Weaving Women into a Multicultural Tallit

On March 1, 2003, Amber Reid became the first woman in her family to be called to the Torah as a bat mitzvah. Her journey to the bimah began in 1972, before she was born, when her stepfather, John Price, began embracing Judaism.

Although those around him questioned the wisdom of an African-American man taking on the “additional burden” of becoming a Jew, he says he saw it instead as an “additional blessing.” Increasingly committed to Judaism, John and his wife, Karen Reid Price, decided they would raise their children as Jews. The family read Torah together on Shabbat, hung a mezuzah on their door, and began celebrating Jewish holidays. As time went by and they realized that Judaism requires a community, they brought their children. Amber included, to my synagogue. At Beth Emet in Evanston, Illinois, they became active participants in a Saturday morning minyan.

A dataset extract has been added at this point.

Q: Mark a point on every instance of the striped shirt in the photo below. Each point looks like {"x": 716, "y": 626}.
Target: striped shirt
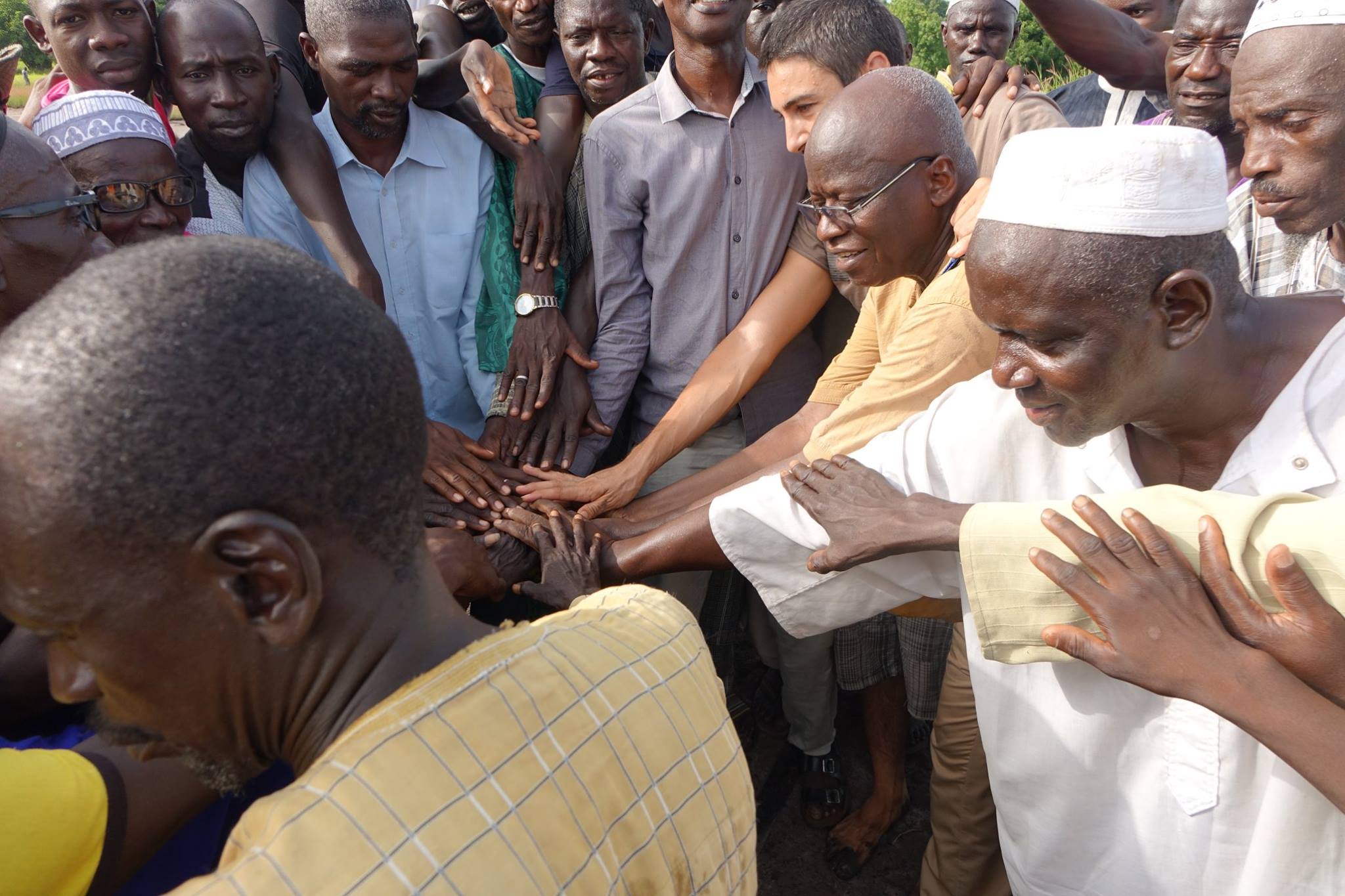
{"x": 586, "y": 753}
{"x": 1264, "y": 263}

Months before becoming a bat mitzvah. Amber and I began work on a tallit that would help represent her vision for herself as an adult Jew. (I had been making tallitot after a friend made one for me out of a hand towel from a Project Kesher retreat in Belarus.) Amber identified a quote from her Torah portion which I cross-stitched onto the atarah, the neck piece. The quote, loosely translated, says, “Each man and each woman, all of whom were so moved, brought a free-will offering to G-d.” She chose this quote because the Torah explicitly included women in this process and also because she saw her own journey to Judaism as one made freely by her and her family.

Inspired by a LILITH article from several years ago, I asked Amber’s mother to gather textiles from the women in her family to be included on the tallit. Karen brought me fabric from one of her shirts, a handkerchief from Amber’s grandmother, Karen Turner, and a clothing tag from her great-grandmother, a seamstress, Elizabeth “Ladybug” Turner. The handkerchief reminded me of one that I kept after my grandmother Beatrice Hendler died. To me, Grandma Bea was the consummate Jewish grandmother. I decided to include as watch from my grandmother’s handkerchief to represent the intersection of our families’ histories and as a wish that Amber receive all the blessings of her heritage and her chosen religion.

A highlight of Amber’s bat mitzvah celebration came when her grandmother presented her with a scrapbook tracing her matrilineal heritage, beginning with Ora, the first free-born woman in her family, and offered Amber a blessing—that she build upon the strengths of all the women who came before her. In that moment of creativity and love, you could glimpse the power of Amber’s past and the promise of her future.